Many DA neurons also show fast responses to salient events (Schultz & Romo, 1990; Mohebi et al., 2019). and often such DA responses can be more readily interpreted as “alerting” or “detection”, rather than RPE (Bromberg-Martin & Hikosaka, 2010; Pasquereau & Turner, 2015; Schultz, 2016). We expected that the relative strength of responding to each cue, in each location, would show a close correspondence between DA and CINs. To test this we compared DA release around the same events, in the same subregions (in a separate set of rats; Mohebi et al. 2019, 2024). DLS DA increased sharply after the Go! cue, matching the strong DLS CIN response at this time. However, at Light On the VS response was relatively strong for CINs and weak for DA, while the opposite was observed for DMS. Thus, while striatal DA and ACh both respond to behaviorally relevant cues, they show distinct response profiles across subregions.
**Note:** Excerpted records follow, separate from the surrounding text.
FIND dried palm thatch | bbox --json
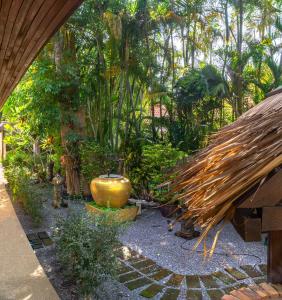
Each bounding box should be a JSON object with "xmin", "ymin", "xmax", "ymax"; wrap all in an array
[{"xmin": 172, "ymin": 92, "xmax": 282, "ymax": 252}]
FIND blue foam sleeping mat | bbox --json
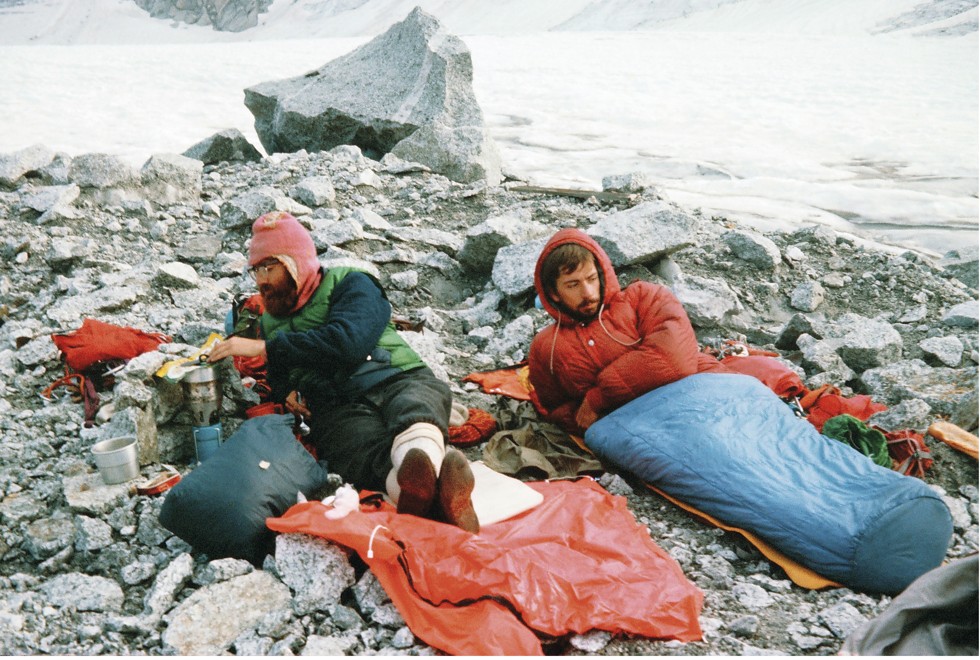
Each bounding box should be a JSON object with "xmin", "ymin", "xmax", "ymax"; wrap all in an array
[{"xmin": 585, "ymin": 373, "xmax": 953, "ymax": 594}]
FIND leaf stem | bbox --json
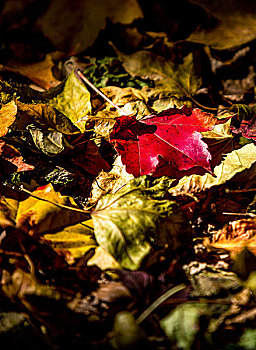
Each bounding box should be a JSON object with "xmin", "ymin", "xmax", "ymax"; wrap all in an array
[
  {"xmin": 136, "ymin": 283, "xmax": 186, "ymax": 324},
  {"xmin": 76, "ymin": 70, "xmax": 128, "ymax": 115}
]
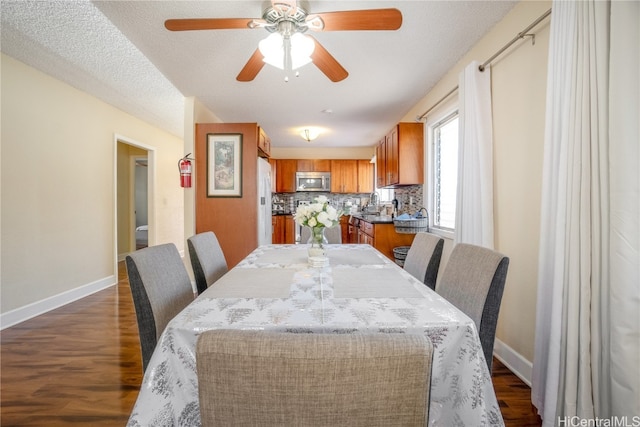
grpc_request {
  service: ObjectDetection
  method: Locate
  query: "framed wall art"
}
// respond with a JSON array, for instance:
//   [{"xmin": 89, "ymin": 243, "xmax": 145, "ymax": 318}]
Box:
[{"xmin": 207, "ymin": 133, "xmax": 242, "ymax": 197}]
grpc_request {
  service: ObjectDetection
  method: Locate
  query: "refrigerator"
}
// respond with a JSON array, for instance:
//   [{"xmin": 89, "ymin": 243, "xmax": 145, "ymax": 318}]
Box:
[{"xmin": 258, "ymin": 157, "xmax": 272, "ymax": 246}]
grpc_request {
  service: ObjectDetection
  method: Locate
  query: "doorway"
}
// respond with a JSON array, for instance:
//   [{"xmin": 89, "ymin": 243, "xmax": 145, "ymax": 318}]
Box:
[{"xmin": 115, "ymin": 138, "xmax": 153, "ymax": 261}]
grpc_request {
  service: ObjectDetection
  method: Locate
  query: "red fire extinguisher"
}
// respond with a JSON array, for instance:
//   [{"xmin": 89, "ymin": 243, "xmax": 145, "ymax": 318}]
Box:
[{"xmin": 178, "ymin": 153, "xmax": 191, "ymax": 188}]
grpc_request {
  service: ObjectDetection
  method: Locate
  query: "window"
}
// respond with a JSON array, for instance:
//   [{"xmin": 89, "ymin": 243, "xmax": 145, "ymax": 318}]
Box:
[{"xmin": 429, "ymin": 111, "xmax": 458, "ymax": 231}]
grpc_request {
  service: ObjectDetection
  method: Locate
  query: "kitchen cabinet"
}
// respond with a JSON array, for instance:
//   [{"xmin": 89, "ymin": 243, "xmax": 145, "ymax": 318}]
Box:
[
  {"xmin": 276, "ymin": 159, "xmax": 298, "ymax": 193},
  {"xmin": 331, "ymin": 160, "xmax": 358, "ymax": 193},
  {"xmin": 258, "ymin": 127, "xmax": 271, "ymax": 158},
  {"xmin": 269, "ymin": 159, "xmax": 278, "ymax": 193},
  {"xmin": 271, "ymin": 215, "xmax": 284, "ymax": 244},
  {"xmin": 340, "ymin": 215, "xmax": 350, "ymax": 243},
  {"xmin": 376, "ymin": 123, "xmax": 424, "ymax": 188},
  {"xmin": 284, "ymin": 215, "xmax": 296, "ymax": 245},
  {"xmin": 357, "ymin": 160, "xmax": 373, "ymax": 193},
  {"xmin": 271, "ymin": 215, "xmax": 296, "ymax": 244},
  {"xmin": 357, "ymin": 219, "xmax": 415, "ymax": 261},
  {"xmin": 376, "ymin": 137, "xmax": 387, "ymax": 188},
  {"xmin": 297, "ymin": 159, "xmax": 331, "ymax": 172}
]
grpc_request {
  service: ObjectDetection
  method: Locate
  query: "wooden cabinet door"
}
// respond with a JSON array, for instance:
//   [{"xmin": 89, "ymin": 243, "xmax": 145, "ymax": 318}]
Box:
[
  {"xmin": 271, "ymin": 215, "xmax": 284, "ymax": 244},
  {"xmin": 357, "ymin": 160, "xmax": 373, "ymax": 193},
  {"xmin": 284, "ymin": 215, "xmax": 296, "ymax": 245},
  {"xmin": 331, "ymin": 160, "xmax": 358, "ymax": 193},
  {"xmin": 269, "ymin": 159, "xmax": 278, "ymax": 193},
  {"xmin": 313, "ymin": 159, "xmax": 331, "ymax": 172},
  {"xmin": 385, "ymin": 127, "xmax": 399, "ymax": 185},
  {"xmin": 297, "ymin": 159, "xmax": 313, "ymax": 172},
  {"xmin": 298, "ymin": 159, "xmax": 331, "ymax": 172},
  {"xmin": 276, "ymin": 159, "xmax": 298, "ymax": 193},
  {"xmin": 376, "ymin": 138, "xmax": 387, "ymax": 188},
  {"xmin": 258, "ymin": 128, "xmax": 271, "ymax": 157}
]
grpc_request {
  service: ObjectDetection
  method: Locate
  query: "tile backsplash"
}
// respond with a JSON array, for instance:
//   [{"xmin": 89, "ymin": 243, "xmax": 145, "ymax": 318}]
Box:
[{"xmin": 273, "ymin": 185, "xmax": 425, "ymax": 215}]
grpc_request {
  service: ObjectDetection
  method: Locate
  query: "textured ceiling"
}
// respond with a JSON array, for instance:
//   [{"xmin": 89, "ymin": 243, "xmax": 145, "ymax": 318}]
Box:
[{"xmin": 1, "ymin": 0, "xmax": 516, "ymax": 147}]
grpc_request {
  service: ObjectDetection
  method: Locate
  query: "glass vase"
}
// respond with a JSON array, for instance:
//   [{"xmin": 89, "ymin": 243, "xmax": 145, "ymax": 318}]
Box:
[{"xmin": 307, "ymin": 227, "xmax": 329, "ymax": 258}]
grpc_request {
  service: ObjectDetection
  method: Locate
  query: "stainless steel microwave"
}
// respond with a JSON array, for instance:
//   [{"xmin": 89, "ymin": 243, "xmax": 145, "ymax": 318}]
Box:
[{"xmin": 296, "ymin": 172, "xmax": 331, "ymax": 192}]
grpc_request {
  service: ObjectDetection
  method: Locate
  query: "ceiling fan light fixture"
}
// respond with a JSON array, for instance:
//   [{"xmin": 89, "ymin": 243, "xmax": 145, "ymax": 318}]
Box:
[
  {"xmin": 258, "ymin": 32, "xmax": 315, "ymax": 70},
  {"xmin": 291, "ymin": 33, "xmax": 316, "ymax": 70},
  {"xmin": 258, "ymin": 33, "xmax": 284, "ymax": 70},
  {"xmin": 300, "ymin": 128, "xmax": 320, "ymax": 142}
]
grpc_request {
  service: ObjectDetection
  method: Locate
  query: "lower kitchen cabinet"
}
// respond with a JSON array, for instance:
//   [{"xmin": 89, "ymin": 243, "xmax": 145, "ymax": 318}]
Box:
[{"xmin": 351, "ymin": 220, "xmax": 415, "ymax": 261}]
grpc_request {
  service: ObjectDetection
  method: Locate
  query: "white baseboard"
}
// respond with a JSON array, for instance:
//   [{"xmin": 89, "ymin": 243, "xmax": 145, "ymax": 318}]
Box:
[
  {"xmin": 0, "ymin": 276, "xmax": 118, "ymax": 330},
  {"xmin": 493, "ymin": 338, "xmax": 533, "ymax": 387}
]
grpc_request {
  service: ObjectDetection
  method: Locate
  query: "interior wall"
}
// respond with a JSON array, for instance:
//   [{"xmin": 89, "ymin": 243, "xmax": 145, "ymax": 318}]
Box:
[
  {"xmin": 0, "ymin": 54, "xmax": 184, "ymax": 320},
  {"xmin": 183, "ymin": 96, "xmax": 222, "ymax": 251},
  {"xmin": 195, "ymin": 123, "xmax": 262, "ymax": 268},
  {"xmin": 404, "ymin": 1, "xmax": 551, "ymax": 376}
]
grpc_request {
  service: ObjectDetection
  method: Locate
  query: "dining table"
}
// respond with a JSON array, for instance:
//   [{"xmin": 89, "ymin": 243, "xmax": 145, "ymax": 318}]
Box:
[{"xmin": 127, "ymin": 244, "xmax": 504, "ymax": 427}]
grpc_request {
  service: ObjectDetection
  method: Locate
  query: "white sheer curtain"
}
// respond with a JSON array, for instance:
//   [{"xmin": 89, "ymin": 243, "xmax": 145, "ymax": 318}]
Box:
[
  {"xmin": 455, "ymin": 61, "xmax": 493, "ymax": 249},
  {"xmin": 532, "ymin": 0, "xmax": 640, "ymax": 426}
]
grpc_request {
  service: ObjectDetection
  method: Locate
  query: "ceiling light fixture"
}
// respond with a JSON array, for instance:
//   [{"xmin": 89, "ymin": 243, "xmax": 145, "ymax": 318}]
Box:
[
  {"xmin": 258, "ymin": 2, "xmax": 315, "ymax": 76},
  {"xmin": 300, "ymin": 129, "xmax": 320, "ymax": 142}
]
Fast CIN firing and dopamine release dynamics during cue-evoked movement initiation
We next looked in more detail at key event-related features of CIN firing and their temporal relationships to DA release. We began with the Go! cue which - at least in DLS CINs - evokes the “burst-pause-rebound” compound response most associated with TANs (Fig. 3A, B). We examined the timing of Go! cue-evoked increases and decreases in CIN firing (Fig. 3C, D). Further, we determined if each activity component is more closely related to cue onset, or to the subsequent movement (Fig. 3E) and its specific left/right direction (assessed as contraversive or ipsiversive, relative to the brain recording hemisphere).
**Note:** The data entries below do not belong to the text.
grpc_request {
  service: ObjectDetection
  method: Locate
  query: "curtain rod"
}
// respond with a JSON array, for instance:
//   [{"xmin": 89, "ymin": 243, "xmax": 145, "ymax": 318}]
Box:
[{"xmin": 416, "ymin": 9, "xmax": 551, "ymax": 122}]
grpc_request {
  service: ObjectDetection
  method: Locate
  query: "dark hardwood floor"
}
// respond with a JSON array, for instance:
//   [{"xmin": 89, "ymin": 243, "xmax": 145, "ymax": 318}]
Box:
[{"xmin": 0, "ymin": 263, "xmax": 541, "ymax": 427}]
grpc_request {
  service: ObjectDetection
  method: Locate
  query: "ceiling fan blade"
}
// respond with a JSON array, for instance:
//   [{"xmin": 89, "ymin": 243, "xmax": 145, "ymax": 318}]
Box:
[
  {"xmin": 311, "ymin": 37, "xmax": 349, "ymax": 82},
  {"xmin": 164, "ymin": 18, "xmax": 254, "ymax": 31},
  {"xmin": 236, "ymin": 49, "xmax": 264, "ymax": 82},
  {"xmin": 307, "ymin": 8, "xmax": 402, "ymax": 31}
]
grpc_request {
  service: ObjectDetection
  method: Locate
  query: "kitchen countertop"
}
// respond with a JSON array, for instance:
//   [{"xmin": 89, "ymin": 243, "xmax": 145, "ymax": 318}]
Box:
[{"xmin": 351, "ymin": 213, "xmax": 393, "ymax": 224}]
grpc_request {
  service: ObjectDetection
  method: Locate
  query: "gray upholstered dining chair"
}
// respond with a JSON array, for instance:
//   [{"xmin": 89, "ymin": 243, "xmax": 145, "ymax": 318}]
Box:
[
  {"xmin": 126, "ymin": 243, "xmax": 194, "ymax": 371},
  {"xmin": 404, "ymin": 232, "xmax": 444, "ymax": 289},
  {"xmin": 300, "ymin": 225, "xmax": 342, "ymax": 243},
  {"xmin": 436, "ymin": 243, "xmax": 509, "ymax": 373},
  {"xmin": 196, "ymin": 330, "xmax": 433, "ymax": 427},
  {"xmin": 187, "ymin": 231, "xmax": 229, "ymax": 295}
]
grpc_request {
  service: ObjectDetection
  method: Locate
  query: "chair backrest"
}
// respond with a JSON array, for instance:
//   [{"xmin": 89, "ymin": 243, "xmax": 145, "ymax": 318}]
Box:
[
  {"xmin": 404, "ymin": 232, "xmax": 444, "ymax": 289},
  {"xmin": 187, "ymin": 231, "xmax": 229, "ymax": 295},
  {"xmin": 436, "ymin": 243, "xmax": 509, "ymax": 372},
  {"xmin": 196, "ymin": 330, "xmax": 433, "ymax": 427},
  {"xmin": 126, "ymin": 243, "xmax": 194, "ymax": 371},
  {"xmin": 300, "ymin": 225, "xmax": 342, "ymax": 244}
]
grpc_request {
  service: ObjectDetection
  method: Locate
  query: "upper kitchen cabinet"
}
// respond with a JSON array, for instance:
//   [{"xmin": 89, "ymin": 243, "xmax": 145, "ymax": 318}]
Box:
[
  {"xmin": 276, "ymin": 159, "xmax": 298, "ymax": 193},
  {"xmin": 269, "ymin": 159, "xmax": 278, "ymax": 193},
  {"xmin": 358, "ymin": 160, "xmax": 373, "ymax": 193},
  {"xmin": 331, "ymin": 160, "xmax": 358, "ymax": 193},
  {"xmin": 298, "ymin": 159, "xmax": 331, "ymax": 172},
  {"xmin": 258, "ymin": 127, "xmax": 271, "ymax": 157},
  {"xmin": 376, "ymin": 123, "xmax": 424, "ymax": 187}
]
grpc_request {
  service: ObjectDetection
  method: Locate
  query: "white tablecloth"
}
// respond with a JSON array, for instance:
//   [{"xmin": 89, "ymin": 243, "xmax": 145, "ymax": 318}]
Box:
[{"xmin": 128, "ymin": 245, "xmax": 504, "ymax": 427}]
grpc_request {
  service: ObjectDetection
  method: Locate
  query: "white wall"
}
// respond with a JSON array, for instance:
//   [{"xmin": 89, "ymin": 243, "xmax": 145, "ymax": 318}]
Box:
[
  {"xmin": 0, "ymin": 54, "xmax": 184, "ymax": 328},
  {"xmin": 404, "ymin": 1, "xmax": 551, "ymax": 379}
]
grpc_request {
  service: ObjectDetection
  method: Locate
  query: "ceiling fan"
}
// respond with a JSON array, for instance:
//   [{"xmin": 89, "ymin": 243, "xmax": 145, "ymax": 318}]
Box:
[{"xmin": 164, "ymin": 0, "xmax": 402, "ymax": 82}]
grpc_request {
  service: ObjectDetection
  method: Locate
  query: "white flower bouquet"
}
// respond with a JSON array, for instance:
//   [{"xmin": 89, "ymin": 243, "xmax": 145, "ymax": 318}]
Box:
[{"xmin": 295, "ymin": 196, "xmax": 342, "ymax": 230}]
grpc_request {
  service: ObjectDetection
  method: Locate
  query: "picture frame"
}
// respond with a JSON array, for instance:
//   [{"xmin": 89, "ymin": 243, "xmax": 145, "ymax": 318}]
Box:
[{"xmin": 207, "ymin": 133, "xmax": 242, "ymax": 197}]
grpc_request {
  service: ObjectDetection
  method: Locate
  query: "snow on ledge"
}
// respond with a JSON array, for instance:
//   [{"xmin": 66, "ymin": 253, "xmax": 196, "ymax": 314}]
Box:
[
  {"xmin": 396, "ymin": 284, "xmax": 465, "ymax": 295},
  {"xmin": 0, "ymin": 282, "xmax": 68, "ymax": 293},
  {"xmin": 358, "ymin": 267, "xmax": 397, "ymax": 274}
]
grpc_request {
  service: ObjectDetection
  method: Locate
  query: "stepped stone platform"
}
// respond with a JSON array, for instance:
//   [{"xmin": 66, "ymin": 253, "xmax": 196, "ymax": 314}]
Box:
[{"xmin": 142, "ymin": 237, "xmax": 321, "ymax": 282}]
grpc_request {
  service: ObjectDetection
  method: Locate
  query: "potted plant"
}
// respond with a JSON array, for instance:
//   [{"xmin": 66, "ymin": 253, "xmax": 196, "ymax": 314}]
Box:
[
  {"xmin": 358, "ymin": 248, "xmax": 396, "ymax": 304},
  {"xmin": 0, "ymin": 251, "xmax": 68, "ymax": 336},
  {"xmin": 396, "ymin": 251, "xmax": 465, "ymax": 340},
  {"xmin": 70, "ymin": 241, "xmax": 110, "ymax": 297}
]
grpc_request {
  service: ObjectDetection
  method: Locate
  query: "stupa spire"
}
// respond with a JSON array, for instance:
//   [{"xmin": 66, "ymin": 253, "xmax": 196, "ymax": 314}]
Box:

A. Individual examples of Go! cue-aligned CIN firing (top panels) and DA release (bottom panels) in each subregion. CIN firing is shown as a raster plot (above) and peri-event histogram (below), in each case separated into trials with contraversive (magenta) and ipsiversive (green) choices. Trials in the raster plot are sorted by reaction time (RT), with black ticks indicating time of detected movement onset (Center Out). Color plots show Z-scored DA release in each trial (from different example sessions), with contraversive choice trials in the upper panel and ipsiversive choice trials in the lower panel. Trials are again sorted by RT, with white tick marks indicating movement onset. Bottom, averaged DA responses for those sessions.
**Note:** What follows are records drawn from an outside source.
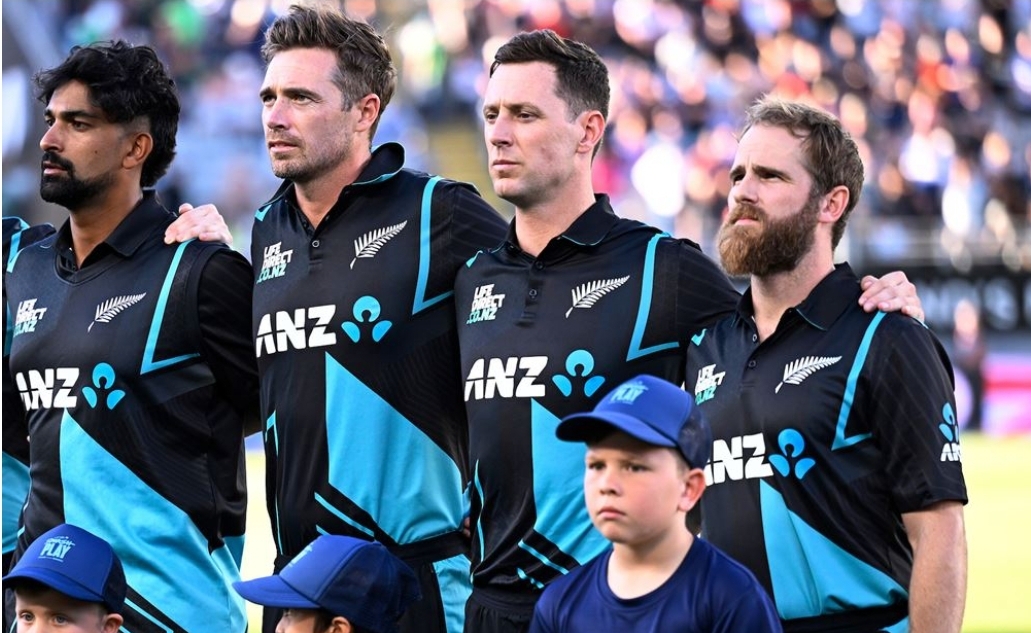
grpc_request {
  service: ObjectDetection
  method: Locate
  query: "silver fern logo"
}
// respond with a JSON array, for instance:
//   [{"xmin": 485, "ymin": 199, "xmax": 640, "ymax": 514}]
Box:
[
  {"xmin": 86, "ymin": 293, "xmax": 146, "ymax": 332},
  {"xmin": 566, "ymin": 275, "xmax": 630, "ymax": 319},
  {"xmin": 773, "ymin": 356, "xmax": 841, "ymax": 394},
  {"xmin": 351, "ymin": 220, "xmax": 408, "ymax": 268}
]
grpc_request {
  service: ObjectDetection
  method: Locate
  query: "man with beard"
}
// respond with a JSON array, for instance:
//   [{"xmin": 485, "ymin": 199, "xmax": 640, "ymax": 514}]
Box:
[
  {"xmin": 169, "ymin": 6, "xmax": 505, "ymax": 633},
  {"xmin": 4, "ymin": 41, "xmax": 258, "ymax": 633},
  {"xmin": 687, "ymin": 98, "xmax": 967, "ymax": 633},
  {"xmin": 455, "ymin": 30, "xmax": 927, "ymax": 633}
]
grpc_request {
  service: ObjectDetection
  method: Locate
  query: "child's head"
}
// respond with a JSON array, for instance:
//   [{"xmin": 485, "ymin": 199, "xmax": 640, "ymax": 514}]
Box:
[
  {"xmin": 233, "ymin": 534, "xmax": 420, "ymax": 633},
  {"xmin": 556, "ymin": 375, "xmax": 712, "ymax": 545},
  {"xmin": 3, "ymin": 524, "xmax": 126, "ymax": 633}
]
B. Top, Go!-aligned firing rate histograms, averaged across all identified CINs (contraversive, magenta; ipsiversive, green). Colored lines show overall RT distributions, averaged across the corresponding recording sessions (shown as group quantiles; error bars show SEM for each quantile; Ratcliff 1979). Next row shows fractions of CINs with significant firing rate increases (up) and decreases (down) at each time point (shuffle test, p<0.005, 10,000 shuffles, multiple comparisons corrected). For the same data aligned on movement onset, see Supp. Fig. 4A. Bottom two rows show DA release data, in the same format.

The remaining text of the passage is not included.